We will try to design and develop natural language processing tools with open source technology, where the human factor is key to help improve the automatic detection of disinformation. Our objective is not fully automating the disinformation detection process, but rather helping experts in communication and social sciences to improve and optimize the protocols and processes involved in this task. 

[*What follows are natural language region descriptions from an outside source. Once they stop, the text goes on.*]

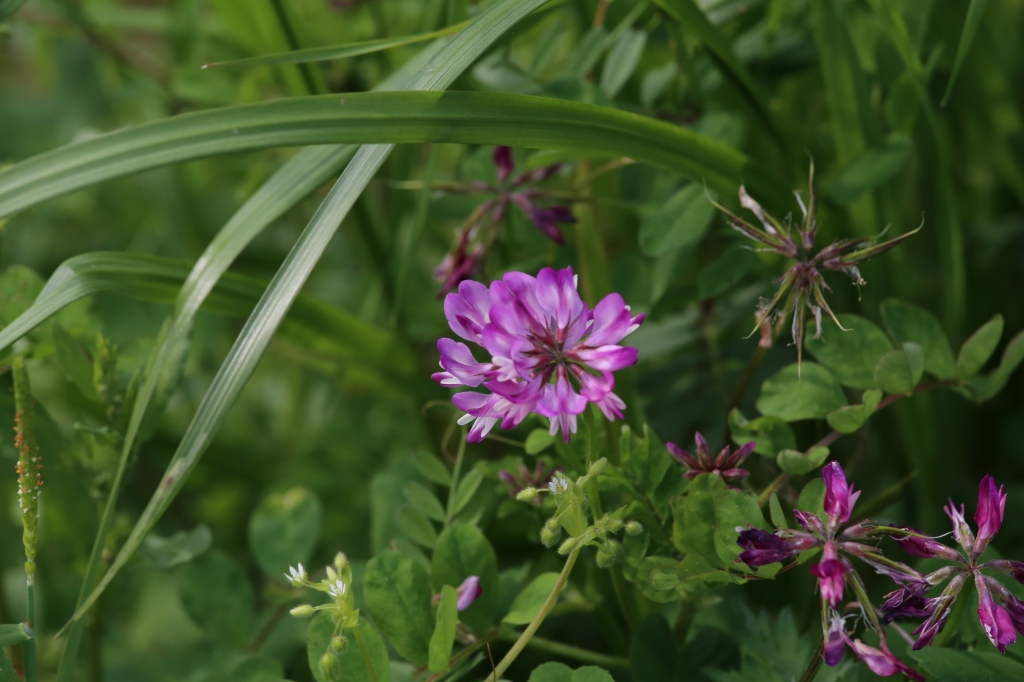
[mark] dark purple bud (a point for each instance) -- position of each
(988, 516)
(907, 602)
(762, 548)
(503, 160)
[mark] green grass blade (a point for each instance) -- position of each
(476, 118)
(338, 51)
(692, 17)
(445, 66)
(971, 23)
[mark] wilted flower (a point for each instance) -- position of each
(802, 287)
(465, 261)
(545, 345)
(1000, 613)
(839, 541)
(725, 465)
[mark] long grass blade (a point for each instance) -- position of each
(338, 51)
(446, 65)
(971, 23)
(475, 118)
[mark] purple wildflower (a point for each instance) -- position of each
(802, 287)
(465, 260)
(550, 353)
(1000, 613)
(725, 466)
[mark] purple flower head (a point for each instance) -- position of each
(468, 255)
(725, 465)
(550, 354)
(802, 287)
(996, 622)
(840, 497)
(468, 592)
(988, 516)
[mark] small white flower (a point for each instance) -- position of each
(558, 484)
(296, 577)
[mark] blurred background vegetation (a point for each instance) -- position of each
(344, 423)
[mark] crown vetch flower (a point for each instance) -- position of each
(550, 353)
(802, 287)
(466, 259)
(725, 465)
(999, 612)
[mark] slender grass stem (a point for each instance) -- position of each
(531, 629)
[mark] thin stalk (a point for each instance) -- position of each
(955, 613)
(366, 654)
(530, 630)
(569, 651)
(455, 478)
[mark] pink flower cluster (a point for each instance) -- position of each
(550, 353)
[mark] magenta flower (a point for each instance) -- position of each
(550, 353)
(1000, 613)
(725, 466)
(465, 260)
(838, 542)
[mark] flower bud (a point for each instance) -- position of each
(527, 495)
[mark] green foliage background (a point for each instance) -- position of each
(342, 399)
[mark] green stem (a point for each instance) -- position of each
(31, 661)
(366, 654)
(955, 613)
(569, 651)
(530, 630)
(455, 478)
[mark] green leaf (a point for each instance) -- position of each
(908, 323)
(528, 602)
(893, 373)
(443, 638)
(622, 61)
(424, 501)
(556, 672)
(538, 441)
(725, 271)
(463, 551)
(795, 462)
(283, 530)
(796, 393)
(177, 549)
(771, 433)
(681, 221)
(694, 529)
(975, 10)
(397, 594)
(868, 170)
(338, 51)
(351, 666)
(217, 595)
(466, 489)
(416, 526)
(735, 510)
(439, 72)
(851, 355)
(12, 634)
(976, 350)
(474, 118)
(948, 665)
(432, 469)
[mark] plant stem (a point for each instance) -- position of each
(569, 651)
(366, 654)
(530, 630)
(455, 478)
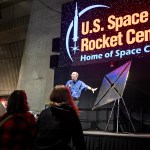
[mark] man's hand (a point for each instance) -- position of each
(93, 90)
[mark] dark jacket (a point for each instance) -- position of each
(18, 132)
(56, 127)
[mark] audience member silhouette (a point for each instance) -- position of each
(59, 123)
(17, 125)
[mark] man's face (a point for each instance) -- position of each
(74, 76)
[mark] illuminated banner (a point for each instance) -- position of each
(96, 32)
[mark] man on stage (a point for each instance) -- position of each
(77, 86)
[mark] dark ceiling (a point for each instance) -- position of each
(6, 3)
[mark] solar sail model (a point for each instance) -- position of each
(112, 86)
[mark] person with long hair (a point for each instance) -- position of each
(59, 124)
(17, 125)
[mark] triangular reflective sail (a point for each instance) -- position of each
(113, 85)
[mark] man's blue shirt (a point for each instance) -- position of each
(76, 87)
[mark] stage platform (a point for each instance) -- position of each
(100, 140)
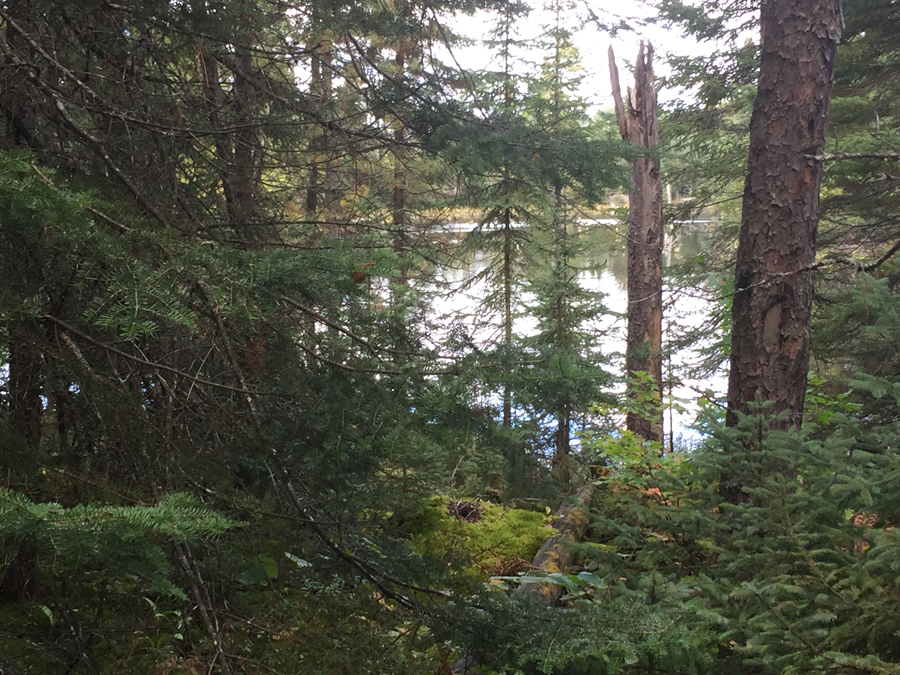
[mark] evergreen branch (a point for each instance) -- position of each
(85, 135)
(153, 364)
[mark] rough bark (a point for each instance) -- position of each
(321, 89)
(638, 124)
(507, 312)
(17, 98)
(774, 272)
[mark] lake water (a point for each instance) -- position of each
(686, 315)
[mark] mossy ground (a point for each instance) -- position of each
(501, 541)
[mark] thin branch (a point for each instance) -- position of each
(150, 364)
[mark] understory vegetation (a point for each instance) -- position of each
(304, 355)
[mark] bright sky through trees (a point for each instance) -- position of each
(587, 21)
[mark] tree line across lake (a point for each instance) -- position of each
(233, 440)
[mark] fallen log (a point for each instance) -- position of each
(555, 555)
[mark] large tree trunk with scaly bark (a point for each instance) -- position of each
(776, 256)
(775, 268)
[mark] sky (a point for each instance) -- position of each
(592, 43)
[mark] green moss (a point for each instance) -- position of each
(501, 541)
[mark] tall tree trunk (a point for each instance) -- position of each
(507, 312)
(16, 94)
(320, 88)
(776, 255)
(638, 124)
(245, 174)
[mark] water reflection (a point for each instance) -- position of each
(463, 289)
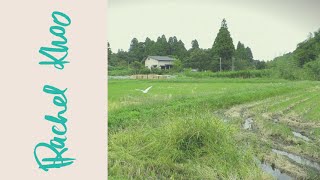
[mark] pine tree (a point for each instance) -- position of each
(194, 44)
(223, 46)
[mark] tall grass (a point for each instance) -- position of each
(194, 148)
(265, 73)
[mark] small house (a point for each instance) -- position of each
(162, 62)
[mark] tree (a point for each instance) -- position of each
(177, 65)
(109, 54)
(136, 66)
(162, 46)
(199, 59)
(223, 46)
(243, 57)
(194, 44)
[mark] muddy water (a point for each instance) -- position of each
(298, 159)
(299, 135)
(274, 172)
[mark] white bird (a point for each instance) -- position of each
(145, 91)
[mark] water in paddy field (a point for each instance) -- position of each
(274, 172)
(296, 134)
(298, 159)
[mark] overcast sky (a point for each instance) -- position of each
(269, 27)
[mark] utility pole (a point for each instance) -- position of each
(220, 64)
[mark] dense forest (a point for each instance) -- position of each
(232, 58)
(302, 63)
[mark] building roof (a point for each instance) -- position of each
(161, 58)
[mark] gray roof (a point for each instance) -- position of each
(161, 58)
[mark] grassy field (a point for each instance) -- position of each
(193, 128)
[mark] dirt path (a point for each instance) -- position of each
(278, 132)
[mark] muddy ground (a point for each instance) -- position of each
(283, 131)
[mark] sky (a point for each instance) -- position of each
(269, 27)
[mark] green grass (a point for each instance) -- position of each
(171, 132)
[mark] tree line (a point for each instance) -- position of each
(232, 58)
(303, 63)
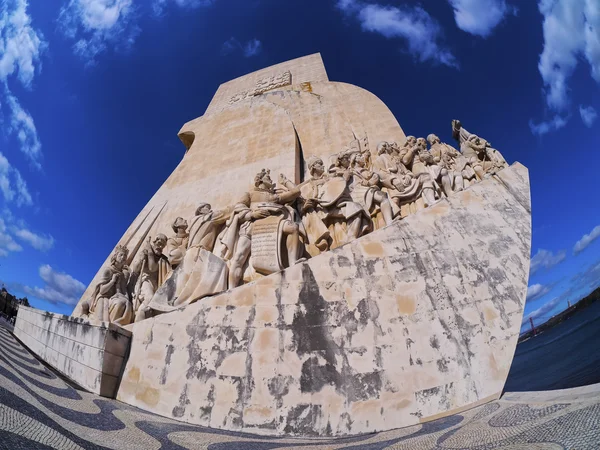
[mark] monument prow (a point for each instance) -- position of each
(376, 281)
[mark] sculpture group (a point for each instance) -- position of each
(276, 225)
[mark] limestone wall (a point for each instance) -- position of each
(417, 320)
(91, 356)
(277, 130)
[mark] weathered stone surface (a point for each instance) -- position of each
(91, 355)
(277, 129)
(414, 321)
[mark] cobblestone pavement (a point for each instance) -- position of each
(40, 410)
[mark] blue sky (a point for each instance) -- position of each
(93, 93)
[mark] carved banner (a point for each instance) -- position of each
(265, 245)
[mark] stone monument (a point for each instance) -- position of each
(307, 269)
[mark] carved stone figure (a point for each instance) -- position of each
(455, 168)
(110, 300)
(148, 271)
(325, 200)
(177, 244)
(414, 155)
(262, 224)
(478, 152)
(392, 173)
(201, 273)
(365, 189)
(494, 155)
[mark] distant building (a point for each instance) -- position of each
(9, 304)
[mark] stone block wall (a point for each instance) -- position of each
(91, 355)
(412, 322)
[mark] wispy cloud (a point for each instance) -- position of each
(546, 259)
(586, 240)
(20, 45)
(59, 287)
(159, 6)
(588, 278)
(544, 127)
(421, 32)
(251, 48)
(96, 25)
(588, 115)
(571, 29)
(536, 291)
(480, 17)
(542, 313)
(12, 186)
(23, 127)
(39, 242)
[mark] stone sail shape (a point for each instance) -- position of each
(415, 321)
(277, 128)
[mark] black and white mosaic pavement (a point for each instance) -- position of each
(39, 410)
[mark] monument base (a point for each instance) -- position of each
(92, 356)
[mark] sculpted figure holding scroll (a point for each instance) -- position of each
(148, 272)
(177, 244)
(200, 273)
(479, 153)
(415, 156)
(402, 186)
(262, 225)
(455, 168)
(110, 300)
(365, 189)
(326, 199)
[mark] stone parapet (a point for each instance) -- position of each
(90, 355)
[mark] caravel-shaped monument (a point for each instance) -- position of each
(307, 269)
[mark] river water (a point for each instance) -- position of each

I think that the identification of disinformation is a too complex task to be solved by fully automatic systems. Another important facet of the project is to deepen the study and analysis of discourse in the public space, focusing on argumentative and rhetorical schemes that build toxic and persuasive narratives. In short, we want to introduce explicit linguistic knowledge into current artificial intelligence technology to help improve its deficiencies, particularly its difficulty in identifying truthful information.

What do you think are the biggest challenges hybrid intelligence faces?

One of the main challenges is to organize fully effective and well complemented multidisciplinary teams.  It is not an easy task to ensure that linguists, computer engineers and experts in political and communication sciences can work together efficiently. 

The other great challenge is being able to open the opaque and inscrutable black-boxes with which the large language models and artificial intelligence systems work. We want these systems to be more transparent and interpretable, by integrating structured knowledge provided by experts in linguistics and social sciences. This symbolic integration is not trivial and will be the great scientific and technological challenge of the project.

What are the most promising investigation lines to solve those problems?

The line of research to be explored is precisely the development of neuro-symbolic systems. In essence, systems that combine the strengths of deep learning based on artificial neural networks with the human-like capabilities of symbolic knowledge and reasoning.